Me pongo boca abajo. Aunque sea irracional, me preocupa que me vea el culo a través de la bata de papel. Me pongo tensa, a la espera del picotazo de la aguja.

«El dispositivo no puede descargarte hasta que lo conecten a El País de las Maravillas. Sin embargo, una vez que lo tengas dentro, estará operativo, podrán utilizarlo para seguirte y para matarte».

La doctora Pam me pregunta por lo que me pasó en la pierna. Una gente mala me disparó. Ella me asegura que aquí no pasará eso. No hay gente mala en el Campo Asilo, estoy completamente a salvo.

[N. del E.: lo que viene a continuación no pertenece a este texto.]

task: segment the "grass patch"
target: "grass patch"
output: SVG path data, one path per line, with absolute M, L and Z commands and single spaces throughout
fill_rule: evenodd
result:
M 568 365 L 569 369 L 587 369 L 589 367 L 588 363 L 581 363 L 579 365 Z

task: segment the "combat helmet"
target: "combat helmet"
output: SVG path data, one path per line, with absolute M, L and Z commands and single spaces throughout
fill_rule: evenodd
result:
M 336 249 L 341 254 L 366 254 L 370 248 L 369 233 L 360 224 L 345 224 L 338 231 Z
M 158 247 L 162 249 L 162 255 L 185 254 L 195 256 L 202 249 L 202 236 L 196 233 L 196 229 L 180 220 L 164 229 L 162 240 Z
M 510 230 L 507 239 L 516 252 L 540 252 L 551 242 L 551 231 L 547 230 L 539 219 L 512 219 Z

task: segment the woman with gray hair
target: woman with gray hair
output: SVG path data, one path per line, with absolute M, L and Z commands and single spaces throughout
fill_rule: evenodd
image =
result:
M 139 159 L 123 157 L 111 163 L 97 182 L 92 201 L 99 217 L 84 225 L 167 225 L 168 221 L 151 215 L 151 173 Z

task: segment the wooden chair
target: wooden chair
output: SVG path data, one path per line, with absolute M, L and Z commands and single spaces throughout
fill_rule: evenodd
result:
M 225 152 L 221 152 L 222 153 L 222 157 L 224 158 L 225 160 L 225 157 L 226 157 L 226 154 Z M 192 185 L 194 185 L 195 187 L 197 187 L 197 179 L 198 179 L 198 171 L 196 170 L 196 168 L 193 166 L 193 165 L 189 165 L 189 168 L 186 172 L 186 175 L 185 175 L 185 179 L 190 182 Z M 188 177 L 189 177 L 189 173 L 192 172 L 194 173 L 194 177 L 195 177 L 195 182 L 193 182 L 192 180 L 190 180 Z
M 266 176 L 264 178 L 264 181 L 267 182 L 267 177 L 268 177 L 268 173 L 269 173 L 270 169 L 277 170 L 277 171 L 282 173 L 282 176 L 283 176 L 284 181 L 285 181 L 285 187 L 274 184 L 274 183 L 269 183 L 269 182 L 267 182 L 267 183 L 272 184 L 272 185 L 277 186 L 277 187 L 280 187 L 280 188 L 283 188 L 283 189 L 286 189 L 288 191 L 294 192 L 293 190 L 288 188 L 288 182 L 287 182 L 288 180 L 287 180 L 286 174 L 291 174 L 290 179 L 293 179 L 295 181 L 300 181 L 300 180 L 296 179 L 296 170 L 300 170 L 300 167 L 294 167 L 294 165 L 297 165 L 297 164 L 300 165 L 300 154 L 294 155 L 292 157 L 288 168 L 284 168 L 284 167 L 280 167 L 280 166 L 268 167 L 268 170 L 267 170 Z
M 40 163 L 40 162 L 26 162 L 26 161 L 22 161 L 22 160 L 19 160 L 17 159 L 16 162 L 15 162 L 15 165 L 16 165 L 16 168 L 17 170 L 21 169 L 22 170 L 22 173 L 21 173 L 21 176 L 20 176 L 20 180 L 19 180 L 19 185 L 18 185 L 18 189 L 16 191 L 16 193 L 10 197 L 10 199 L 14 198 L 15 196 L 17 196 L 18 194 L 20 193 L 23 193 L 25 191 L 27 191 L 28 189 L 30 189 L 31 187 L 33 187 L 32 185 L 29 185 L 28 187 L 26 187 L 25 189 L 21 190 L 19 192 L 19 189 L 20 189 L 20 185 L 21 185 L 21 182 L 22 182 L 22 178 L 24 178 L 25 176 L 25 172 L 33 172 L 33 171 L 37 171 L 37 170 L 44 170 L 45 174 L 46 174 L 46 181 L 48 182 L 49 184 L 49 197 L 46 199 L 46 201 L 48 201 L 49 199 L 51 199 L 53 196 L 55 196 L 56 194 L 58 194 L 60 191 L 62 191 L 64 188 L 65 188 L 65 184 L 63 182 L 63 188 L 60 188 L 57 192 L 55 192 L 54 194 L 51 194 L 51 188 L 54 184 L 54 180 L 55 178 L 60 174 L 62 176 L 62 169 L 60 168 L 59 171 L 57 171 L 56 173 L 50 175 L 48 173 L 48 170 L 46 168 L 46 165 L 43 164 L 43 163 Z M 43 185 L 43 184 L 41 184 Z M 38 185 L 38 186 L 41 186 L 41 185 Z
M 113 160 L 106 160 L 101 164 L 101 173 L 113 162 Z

Me etiquetan. Me siento como si me hubiese colgado una roca de diez kilos del cuello. Ha llegado el momento de la última prueba, me dice, un programa robado al enemigo.

«Lo llaman El País de las Maravillas».

Recojo a Oso de la silla y la sigo a la habitación contigua. Paredes blancas, suelo blanco, techo blanco. Sillón de dentista blanco, correas colgando para los brazos y las piernas. Un teclado y un monitor. Me pide que me siente y se acerca al ordenador.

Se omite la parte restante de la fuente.